[Keesokan Harinya – Di Sekolah]
Afan duduk termenung di bangku kelas yang masih sepi. Matanya menatap kosong ke luar jendela. Kantika masuk, membawa dua kotak susu kotak.
"Fan, kamu kenapa? Tumben murung," tanya Cantika sambil menyodorkan satu kotak.
Afan tersenyum tipis, "Nggak apa-apa, cuma lagi mikir aja."
Cantika duduk di sampingnya, matanya menatap Afan lekat.
"Fan, kalau ada apa-apa... kamu bisa cerita, kok."
Afan menoleh, ragu sejenak. Tapi sebelum sempat menjawab, Devi masuk ke kelas. Langkahnya terhenti sejenak saat melihat mereka berdua. Wajahnya datar, tapi matanya tak bisa menyembunyikan perasaan.
"Fan, bisa bicara sebentar?" tanya Devi datar.
Cantika melirik ke Afan, lalu ke Devi. Ada ketegangan yang menggantung di udara.
Afan berdiri. "Iya, Dev. Di luar aja, ya."
---
Di Koridor Sekolah – Agak Sepi
Devi berdiri dengan tangan menyilang di dada. Afan menatapnya, mencoba membaca ekspresi wajahnya.
"Fan, aku tahu soal pernikahan kita yang dimajukan."
Afan mengangguk pelan. "Aku juga baru dikasih tahu semalam."
"Aku... nggak minta kamu mencintai aku sepenuhnya sekarang.
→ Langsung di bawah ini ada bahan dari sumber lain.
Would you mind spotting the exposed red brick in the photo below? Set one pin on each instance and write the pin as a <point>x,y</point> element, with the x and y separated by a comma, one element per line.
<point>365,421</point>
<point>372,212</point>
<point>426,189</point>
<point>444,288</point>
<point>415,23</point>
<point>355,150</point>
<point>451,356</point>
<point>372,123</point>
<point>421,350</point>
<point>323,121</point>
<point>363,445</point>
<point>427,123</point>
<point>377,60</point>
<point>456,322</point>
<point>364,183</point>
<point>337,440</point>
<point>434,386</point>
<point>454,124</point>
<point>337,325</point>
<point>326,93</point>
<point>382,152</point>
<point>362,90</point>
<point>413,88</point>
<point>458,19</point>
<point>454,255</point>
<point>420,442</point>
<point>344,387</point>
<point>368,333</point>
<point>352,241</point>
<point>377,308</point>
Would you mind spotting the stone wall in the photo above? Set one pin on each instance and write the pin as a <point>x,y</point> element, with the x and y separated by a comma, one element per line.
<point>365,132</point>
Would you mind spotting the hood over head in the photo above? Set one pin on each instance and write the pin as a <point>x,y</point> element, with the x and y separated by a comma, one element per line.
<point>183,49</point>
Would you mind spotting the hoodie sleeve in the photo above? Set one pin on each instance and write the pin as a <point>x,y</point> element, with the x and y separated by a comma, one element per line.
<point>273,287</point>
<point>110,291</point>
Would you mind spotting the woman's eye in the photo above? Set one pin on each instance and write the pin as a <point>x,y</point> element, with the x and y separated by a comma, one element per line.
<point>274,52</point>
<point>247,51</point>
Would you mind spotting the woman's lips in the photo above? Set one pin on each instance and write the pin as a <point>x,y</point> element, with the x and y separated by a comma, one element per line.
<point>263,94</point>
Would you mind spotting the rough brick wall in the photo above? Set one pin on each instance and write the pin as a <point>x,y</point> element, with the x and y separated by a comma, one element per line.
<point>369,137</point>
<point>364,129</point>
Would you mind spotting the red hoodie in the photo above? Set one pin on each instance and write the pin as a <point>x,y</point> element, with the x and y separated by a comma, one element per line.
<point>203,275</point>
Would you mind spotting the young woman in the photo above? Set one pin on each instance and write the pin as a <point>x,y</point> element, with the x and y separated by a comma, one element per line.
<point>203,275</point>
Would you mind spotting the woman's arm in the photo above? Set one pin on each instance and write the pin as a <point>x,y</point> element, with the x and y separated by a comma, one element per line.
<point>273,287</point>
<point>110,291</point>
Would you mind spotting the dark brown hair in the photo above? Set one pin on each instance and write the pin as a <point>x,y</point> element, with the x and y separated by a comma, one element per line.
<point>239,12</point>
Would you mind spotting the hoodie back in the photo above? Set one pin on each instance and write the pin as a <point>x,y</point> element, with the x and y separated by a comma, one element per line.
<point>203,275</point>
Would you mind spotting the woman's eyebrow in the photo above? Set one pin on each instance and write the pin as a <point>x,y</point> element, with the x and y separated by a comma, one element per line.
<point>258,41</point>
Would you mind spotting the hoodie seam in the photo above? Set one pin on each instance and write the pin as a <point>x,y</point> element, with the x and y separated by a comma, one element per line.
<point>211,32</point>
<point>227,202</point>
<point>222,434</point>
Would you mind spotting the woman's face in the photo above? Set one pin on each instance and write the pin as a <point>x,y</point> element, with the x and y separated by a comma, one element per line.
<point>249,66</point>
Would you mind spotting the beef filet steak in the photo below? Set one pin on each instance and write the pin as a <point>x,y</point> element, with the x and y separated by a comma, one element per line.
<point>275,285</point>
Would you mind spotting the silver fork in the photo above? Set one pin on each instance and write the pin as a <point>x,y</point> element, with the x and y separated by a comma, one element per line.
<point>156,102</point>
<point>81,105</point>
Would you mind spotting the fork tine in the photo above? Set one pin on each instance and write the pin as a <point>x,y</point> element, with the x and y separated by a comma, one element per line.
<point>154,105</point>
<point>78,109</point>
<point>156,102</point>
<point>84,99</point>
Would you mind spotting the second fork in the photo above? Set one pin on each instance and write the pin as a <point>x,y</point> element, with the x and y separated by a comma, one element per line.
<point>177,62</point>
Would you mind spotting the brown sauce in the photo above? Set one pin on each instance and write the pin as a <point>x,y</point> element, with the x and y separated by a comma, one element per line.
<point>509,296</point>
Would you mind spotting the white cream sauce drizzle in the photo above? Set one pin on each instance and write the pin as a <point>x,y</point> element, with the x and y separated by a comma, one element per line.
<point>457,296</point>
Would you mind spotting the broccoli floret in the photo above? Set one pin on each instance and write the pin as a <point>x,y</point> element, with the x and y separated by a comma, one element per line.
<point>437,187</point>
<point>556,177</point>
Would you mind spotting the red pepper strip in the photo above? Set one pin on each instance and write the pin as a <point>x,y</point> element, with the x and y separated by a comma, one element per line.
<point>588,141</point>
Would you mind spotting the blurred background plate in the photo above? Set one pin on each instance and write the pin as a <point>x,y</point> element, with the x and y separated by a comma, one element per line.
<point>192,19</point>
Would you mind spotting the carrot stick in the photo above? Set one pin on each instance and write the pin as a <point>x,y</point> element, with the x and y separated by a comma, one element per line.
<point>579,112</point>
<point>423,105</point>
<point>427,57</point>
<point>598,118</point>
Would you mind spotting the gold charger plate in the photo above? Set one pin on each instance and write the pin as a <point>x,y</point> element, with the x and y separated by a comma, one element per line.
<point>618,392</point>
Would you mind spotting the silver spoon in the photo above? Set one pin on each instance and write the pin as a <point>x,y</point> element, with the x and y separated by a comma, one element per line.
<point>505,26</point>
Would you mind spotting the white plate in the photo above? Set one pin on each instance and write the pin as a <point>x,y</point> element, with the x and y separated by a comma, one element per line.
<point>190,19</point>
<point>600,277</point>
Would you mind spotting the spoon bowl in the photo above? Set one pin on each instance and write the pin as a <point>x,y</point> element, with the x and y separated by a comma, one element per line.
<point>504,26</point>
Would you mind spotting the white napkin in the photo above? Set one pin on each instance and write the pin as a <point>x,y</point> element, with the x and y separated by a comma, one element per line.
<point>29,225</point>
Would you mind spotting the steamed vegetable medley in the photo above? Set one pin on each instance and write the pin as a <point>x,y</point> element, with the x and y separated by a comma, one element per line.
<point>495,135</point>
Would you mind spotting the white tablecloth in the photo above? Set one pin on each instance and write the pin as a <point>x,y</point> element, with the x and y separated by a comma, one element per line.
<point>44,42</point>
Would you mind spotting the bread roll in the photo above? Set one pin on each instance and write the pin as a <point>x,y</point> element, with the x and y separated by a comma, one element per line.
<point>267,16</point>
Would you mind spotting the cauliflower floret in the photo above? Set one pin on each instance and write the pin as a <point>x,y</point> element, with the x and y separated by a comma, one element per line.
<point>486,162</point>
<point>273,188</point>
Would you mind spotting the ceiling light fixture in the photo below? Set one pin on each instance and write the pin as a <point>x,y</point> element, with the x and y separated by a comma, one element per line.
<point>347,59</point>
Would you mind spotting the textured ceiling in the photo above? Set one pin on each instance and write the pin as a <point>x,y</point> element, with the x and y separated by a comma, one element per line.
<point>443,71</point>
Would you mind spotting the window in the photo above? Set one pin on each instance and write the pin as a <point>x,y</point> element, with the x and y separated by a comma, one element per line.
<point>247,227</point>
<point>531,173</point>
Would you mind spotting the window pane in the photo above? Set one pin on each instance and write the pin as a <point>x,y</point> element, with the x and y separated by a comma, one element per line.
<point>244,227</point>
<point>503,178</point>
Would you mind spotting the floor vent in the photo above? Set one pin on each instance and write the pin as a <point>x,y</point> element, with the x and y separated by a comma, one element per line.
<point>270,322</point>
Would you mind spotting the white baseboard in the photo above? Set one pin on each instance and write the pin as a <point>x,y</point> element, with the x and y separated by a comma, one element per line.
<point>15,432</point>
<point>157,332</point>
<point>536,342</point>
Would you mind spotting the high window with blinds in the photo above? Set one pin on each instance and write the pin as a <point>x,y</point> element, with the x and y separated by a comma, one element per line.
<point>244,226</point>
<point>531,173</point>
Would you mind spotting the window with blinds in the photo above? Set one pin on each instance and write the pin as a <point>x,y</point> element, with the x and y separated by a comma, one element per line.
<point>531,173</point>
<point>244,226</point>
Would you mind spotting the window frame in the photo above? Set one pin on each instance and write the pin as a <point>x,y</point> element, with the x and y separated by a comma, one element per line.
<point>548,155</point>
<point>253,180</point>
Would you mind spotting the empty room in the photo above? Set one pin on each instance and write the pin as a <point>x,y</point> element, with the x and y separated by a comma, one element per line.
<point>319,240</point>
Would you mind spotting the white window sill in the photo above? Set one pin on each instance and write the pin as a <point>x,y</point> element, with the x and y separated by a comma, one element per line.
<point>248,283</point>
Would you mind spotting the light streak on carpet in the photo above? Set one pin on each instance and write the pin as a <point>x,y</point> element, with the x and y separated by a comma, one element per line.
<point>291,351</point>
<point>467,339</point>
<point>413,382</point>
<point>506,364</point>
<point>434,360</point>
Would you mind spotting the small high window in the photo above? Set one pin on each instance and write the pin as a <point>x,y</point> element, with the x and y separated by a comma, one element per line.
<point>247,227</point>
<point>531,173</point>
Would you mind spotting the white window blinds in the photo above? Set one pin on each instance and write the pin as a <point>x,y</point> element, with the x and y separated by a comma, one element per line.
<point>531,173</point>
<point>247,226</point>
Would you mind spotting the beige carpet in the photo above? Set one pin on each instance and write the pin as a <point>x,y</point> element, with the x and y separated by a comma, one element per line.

Tapi setidaknya, jangan bikin aku merasa kayak pilihan kedua," suara Devi bergetar. "Kamu dan Cantika... kelihatan terlalu dekat."
Afan terdiam. "Dev, aku dan Cantika cuma teman. Dia emang ekspresif orangnya."
"Tapi kamu diam aja waktu dia gandeng kamu. Kamu nggak narik tanganmu, Fan."
Kalimat itu menusuk. Afan menunduk, merasa bersalah.
"Aku bukan pengen bikin drama, Fan. Aku cuma... pengen tahu aku ini berarti atau enggak buat kamu."
Afan menarik napas panjang. "Dev, aku belum bisa jawab itu sekarang. Tapi aku janji, aku nggak akan main-main sama hubungan ini."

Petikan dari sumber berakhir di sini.